In the shape matching task (lower panels in Figure 4), the results showed that the participants reliably match rounded patterns to /u/ while matching angular patterns to /i/ (all t(23) ≥ 6.13, ps ≤ 0.001, Cohen’s d > 1.25). Compared to the sound matching task, the judgments in the shape matching seemed more reliable and insensitive to the prior exposure of these stimuli.

7. Discussion

In the present study, we examined the automaticity and symmetry of a classic example of crossmodal correspondences, that is, the sound–shape correspondences between vowels /i/ and /u/, and angular and rounded patterns, respectively. We utilized two implicit tasks, the IAT and speeded classification tasks, and the commonly used explicit matching tasks to explore this issue. In the IAT, in which the participants had to categorize a sound or pattern rapidly and accurately, the significant congruency effect was demonstrated in the auditory and visual modalities. In the sound classification task, we only observed the significant congruency effect induced by visual distractors when the explicit matching tasks were performed before rather than after the sound classification task; in contrast, in the shape classification task, we observed the significant congruency effect induced by auditory distractors when the explicit matching tasks were performed either before or after the shape classification task. Further bin analysis of RTs demonstrated that we did not observe the congruency effect in the first bin but observed it in the later bins. Finally, when we compared the IAT and speeded classification tasks, the congruency effect was more pronounced in the IAT, suggesting that the task relevance of modalities is critical for the encoding of sound–shape correspondences. Combined, these results of congruency effects suggest that the sound–shape correspondences tested here did not occur automatically.
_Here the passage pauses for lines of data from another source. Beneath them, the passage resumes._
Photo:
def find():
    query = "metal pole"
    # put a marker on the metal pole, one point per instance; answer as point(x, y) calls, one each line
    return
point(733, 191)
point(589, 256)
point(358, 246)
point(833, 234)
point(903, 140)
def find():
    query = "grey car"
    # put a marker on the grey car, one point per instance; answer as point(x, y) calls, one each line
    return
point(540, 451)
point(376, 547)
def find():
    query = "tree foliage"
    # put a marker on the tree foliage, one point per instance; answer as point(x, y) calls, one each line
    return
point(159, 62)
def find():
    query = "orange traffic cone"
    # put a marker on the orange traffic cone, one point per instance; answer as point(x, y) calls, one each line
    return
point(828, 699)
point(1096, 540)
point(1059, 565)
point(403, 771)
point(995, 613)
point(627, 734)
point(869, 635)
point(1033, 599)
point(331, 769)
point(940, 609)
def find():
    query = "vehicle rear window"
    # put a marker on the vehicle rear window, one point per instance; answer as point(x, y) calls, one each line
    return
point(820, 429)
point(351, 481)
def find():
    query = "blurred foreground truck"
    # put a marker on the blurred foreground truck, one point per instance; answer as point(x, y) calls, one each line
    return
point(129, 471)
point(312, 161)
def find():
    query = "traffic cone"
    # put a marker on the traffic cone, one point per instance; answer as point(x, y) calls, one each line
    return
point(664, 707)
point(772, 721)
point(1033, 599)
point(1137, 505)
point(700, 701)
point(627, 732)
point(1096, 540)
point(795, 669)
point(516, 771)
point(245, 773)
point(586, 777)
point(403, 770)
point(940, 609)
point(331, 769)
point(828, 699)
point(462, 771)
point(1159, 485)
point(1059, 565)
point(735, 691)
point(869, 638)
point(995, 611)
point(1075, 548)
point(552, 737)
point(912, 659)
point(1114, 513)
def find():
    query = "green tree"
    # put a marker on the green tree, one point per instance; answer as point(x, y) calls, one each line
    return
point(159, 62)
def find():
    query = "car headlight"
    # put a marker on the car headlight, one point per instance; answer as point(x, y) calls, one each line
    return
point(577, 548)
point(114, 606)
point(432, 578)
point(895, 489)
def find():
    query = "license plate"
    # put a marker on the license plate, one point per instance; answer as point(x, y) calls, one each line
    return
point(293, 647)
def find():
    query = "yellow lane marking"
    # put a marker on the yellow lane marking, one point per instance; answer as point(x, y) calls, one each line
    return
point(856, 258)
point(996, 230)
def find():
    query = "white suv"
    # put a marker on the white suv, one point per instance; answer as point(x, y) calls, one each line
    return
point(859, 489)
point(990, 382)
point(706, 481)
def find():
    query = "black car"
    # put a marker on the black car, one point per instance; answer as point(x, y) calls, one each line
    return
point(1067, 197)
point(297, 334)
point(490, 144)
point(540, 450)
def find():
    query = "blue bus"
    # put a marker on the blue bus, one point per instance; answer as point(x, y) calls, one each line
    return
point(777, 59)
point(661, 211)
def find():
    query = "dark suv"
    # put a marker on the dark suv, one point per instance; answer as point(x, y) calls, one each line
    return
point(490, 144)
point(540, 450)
The congruency effect of sound–shape correspondences did not demonstrate unequivocal evidence of automaticity. The auditory and visual congruency effects were significant in most experiments (except in Experiment 2B), but the congruency effect was never significant in the first time bin. This result contrasts with the observation of Parise and Spence (2012), who demonstrated the congruency effect in the first time bin and suggested that sound–shape associations were encoded automatically according to the speed criterion. In addition, the congruency effect was more pronounced when the auditory and visual modalities were task-relevant in the IAT than when only one modality was task-relevant in the speeded classification tasks. This result suggests that encoding the sound–shape correspondences during information processing depended on whether visual and auditory modalities were related to the goal at hand to a certain extent, thereby violating the involuntariness (unintentionality) criterion. These two pieces of evidence therefore do not support the automatic processing of sound–shape correspondences. Note that the auditory congruency effect was only significant when the explicit matching tasks were performed before (Experiment 2A) rather than after (Experiment 2B) the sound classification task; however, we did not observe this order difference in the visual congruency effect (Experiments 3A and 3B). Critically, a further comparison by combining Experiments 2 and 3 did not demonstrate a reliable order difference, either. Therefore, despite the participants’ explicit matching of the sound-shape correspondences may facilitate the informativeness of the distractor to target in terms of their congruency, it does not appear to be decisive in the automaticity of the sound-shape correspondences.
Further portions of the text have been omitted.